Senate Democrats are racing to figure out how to keep the government lights on, facing a Friday deadline to pass a spending bill funding federal operations. It shouldn’t be difficult. No one wants a government shutdown with November’s midterm elections looming. But a fight broke out over whether to add to the necessary spending bill what opponents call “the big oil side deal” – legislation designed to speed up the clearance of energy projects, which Sen. Joe Manchin III (DW.Va.) demanded in exchange for his summer vote on the Cutback Act from inflation, the climate and the Democrats’ historic health- care bill.

There should be no controversy: including Mr. Manchin’s bill would improve the package. This is true even – or especially – if the primary concern is climate change.

Mr. Manchin’s bill has sparked controversy because it contains a concessionary provision that would benefit a pipeline project in West Virginia that Mr. Manchin wants to pass. But, while unattractive, it doesn’t even come close to the most important piece of legislation; the fact that the bill would facilitate the construction of power lines is.

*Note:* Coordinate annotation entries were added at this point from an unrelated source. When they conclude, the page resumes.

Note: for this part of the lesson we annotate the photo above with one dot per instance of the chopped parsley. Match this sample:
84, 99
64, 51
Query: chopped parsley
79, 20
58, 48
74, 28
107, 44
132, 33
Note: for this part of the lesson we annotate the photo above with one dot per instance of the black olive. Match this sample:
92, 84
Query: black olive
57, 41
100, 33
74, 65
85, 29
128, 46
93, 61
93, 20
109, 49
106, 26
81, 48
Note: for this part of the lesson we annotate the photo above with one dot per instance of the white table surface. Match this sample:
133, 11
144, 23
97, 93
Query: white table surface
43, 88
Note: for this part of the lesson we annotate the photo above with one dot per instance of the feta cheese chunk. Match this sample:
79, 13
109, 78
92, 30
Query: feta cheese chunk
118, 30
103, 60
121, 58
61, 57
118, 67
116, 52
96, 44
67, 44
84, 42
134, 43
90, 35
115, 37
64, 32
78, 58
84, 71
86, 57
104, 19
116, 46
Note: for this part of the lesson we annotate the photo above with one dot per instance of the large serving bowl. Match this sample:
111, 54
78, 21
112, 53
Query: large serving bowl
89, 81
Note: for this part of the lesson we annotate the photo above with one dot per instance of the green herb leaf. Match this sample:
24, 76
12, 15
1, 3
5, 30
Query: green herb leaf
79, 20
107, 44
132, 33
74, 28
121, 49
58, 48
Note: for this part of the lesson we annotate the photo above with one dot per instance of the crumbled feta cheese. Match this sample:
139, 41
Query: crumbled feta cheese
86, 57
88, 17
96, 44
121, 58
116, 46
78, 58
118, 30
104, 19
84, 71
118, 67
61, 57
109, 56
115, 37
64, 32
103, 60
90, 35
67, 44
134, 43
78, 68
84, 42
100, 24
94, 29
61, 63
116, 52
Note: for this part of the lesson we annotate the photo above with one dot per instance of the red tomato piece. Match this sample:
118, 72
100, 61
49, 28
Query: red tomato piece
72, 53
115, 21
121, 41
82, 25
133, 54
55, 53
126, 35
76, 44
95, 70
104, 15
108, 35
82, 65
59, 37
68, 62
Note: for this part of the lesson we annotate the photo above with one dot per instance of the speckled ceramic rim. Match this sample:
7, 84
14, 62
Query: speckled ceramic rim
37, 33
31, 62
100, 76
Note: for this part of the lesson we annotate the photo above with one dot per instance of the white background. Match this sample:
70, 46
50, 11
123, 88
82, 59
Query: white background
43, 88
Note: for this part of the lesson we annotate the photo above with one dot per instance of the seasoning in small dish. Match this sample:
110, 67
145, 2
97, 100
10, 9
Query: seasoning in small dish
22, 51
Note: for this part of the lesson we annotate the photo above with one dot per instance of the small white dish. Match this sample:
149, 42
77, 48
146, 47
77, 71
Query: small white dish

The country needs to build a lot of new infrastructure if it is to quickly transition from greenhouse gas-intensive fossil fuels to renewable energy. Aside from more solar panels and wind turbines, perhaps the greatest need is for transmission – large cables that carry large amounts of electricity from power stations to cities and towns. The sun does not shine and the wind does not blow everywhere at the same time. A grid filled with renewables will require transmission lines to pull electricity from places with favorable weather conditions to where people live. In addition, electricity will have to replace gasoline as the fuel for the country’s cars and trucks, power heat pumps and water heaters in homes, and run stoves that will replace natural gas stoves, which means the country will need more of it – and more wires to move it across the country.

Yet building such things as power lines is unreasonably difficult in the United States. Large transmission projects, even those expressly designed to carry clean electricity, die after years allowing purgatory. Princeton’s ZERO Lab, which models the effects of climate policies, found that if the U.S. didn’t increase the rate at which it extended transmission lines, 80% of emissions reductions could come from the new bill. on the climate of Democrats during the process. of this decade would not happen. Even increasing the pace by 50% would leave 25% of the policy’s potential emissions reductions on the table. Failure to improve the rate at which the country builds transmission lines would even increase natural gas consumption this decade, which would be an ironic outcome given that opposition to Mr. Manchin’s bill reflects concerns concerning the construction of a gas pipeline.

The Manchin legislation would strengthen the federal government’s power to approve transmission lines it deems to be in the national interest and would facilitate funding for new cables. It would also encourage more speed in lengthy reviews which may thwart other necessary developments. Democrats should embrace reform — not tie up government funding in a gratuitous squabble.